Du kannst hiermit genau festlegen, welche Zeile du auslesen willst.
Ob die 1., 2., usw., jenachdem wie weit die for()-Schleife hochzählt.
Um die 5. Zeile auszulesen, musst du sagen "for(iZahl= 1; iZahl <= 5; ++iZahl);"
Der Inhalt steht in der string-Variablen "stInhalt" drin.

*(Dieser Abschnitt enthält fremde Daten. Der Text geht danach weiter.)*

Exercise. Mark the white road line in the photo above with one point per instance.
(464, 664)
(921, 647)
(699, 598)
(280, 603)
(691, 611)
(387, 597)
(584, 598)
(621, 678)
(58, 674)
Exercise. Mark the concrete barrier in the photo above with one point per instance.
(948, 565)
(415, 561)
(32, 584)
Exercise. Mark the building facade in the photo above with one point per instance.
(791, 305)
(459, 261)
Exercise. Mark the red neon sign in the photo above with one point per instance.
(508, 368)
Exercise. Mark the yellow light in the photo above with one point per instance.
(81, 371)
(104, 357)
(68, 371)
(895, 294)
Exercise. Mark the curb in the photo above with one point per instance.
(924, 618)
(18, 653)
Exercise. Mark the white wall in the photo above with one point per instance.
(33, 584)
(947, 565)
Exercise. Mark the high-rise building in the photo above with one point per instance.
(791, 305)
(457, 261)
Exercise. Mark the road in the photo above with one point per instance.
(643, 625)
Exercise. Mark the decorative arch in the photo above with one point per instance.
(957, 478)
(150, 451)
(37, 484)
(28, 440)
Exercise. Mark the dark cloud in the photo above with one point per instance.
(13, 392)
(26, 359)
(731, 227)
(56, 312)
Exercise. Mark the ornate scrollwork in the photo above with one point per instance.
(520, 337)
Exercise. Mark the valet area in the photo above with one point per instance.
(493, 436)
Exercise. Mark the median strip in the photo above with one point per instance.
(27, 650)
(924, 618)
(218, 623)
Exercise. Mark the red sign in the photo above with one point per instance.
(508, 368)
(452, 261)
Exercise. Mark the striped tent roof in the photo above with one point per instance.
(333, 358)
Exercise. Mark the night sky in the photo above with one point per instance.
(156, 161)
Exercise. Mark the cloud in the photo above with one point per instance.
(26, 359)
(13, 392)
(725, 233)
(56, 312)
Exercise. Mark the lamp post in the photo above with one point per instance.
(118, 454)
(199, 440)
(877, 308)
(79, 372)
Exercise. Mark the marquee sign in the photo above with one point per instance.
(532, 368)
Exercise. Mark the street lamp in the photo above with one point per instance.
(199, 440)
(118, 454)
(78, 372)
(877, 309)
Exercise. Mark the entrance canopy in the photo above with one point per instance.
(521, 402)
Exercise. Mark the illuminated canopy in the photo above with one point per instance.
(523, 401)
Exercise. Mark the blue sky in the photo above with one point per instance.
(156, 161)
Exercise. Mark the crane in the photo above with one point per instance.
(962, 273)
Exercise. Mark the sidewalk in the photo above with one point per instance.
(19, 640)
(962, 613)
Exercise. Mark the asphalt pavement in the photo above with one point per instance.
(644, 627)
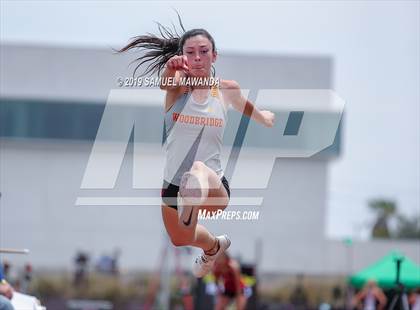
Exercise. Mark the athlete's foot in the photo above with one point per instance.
(204, 263)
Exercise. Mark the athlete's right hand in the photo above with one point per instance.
(178, 63)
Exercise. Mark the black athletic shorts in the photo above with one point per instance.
(169, 192)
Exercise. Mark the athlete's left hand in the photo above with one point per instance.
(268, 118)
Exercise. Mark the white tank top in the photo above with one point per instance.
(193, 131)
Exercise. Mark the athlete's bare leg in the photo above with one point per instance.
(196, 234)
(221, 302)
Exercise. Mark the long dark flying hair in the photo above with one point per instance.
(160, 49)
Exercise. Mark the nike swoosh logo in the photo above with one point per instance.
(188, 222)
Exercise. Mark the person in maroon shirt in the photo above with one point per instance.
(227, 271)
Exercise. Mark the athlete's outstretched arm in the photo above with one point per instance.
(232, 92)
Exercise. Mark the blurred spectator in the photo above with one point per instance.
(371, 297)
(414, 299)
(298, 298)
(81, 264)
(104, 264)
(6, 269)
(228, 270)
(26, 278)
(108, 264)
(6, 292)
(337, 294)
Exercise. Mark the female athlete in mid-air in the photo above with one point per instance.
(195, 119)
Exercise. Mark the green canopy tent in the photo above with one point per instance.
(384, 272)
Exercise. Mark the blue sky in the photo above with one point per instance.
(375, 46)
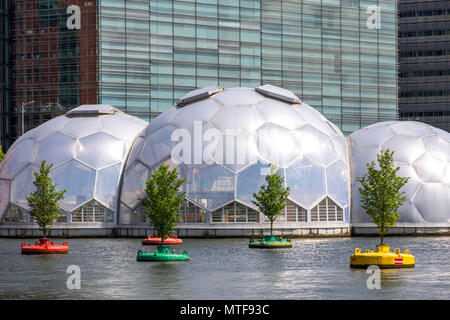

Hoffe ich konnte dir helfen...
P.S.: hier steht alles über die fstream-Funktionen: http://www.willemer.de/informatik/cpp/fileop.htm

gruß


----------



## yunus219 (11. Dezember 2010)

Hallo nochmal,

Danke für Eure schnelle Antworten, mit der getline habe ich es auch schon gehabt, nur mein Problem ist dann, dass ich dann die ganze Zeile in einem String habe. Ich möchte es ja in einem Array haben.


----------



## Crash Kid (11. Dezember 2010)

Du kannst ja den string-Inhalt in ein Array schreiben. Das ist ja kein Problem.
Dafür gibt es ja die Funktion strcpy(), und bezüglich der größe kannst du ja den string überprüfen wie groß er ist, und ein entsprechend großes Array erstellen.

gruß


----------



## yunus219 (12. Dezember 2010)

Hallo nochmal,

ich habe immer noch keine Lösung für meinen Problem gefunden.
Ich bekomme alles ausgelesen, nur bekomme ich das dann nicht seperat in den Array, wie ich es haben möchte.

Ich möchte es so haben:

1. Zeile: RECT 11 2 13 4 -->  string s[zeilennr]="RECT"          int i[zeilennr][0]=11 ...... int i[zeilennr][3]=4
2. Zeile: SQUARE 21 4 5 -->  string s[zeilennr]="SQUARE"      int i[zeilennr][0]=21 ...... int i[zeilennr][2]=5


----------



## Trulleberg (12. Dezember 2010)

Das Problem bei Anfängern ist, dass sie meist zwar vage Vorstellungen vom Ziel ihrer Programme haben, aber schon ganz genau wissen, wie der Weg dahin aussehen muss. Genauso bei dir, da du einerseits "eine Zeile in *einem Array*" haben willst, dich aber jetzt plötzlich doch für mehrere Arrays entschieden hast: "string [], int[], ...".
Schau dir mal Strukturen an, damit wenigstens etwas Systematik in deine Arbeitsweise kommt.


----------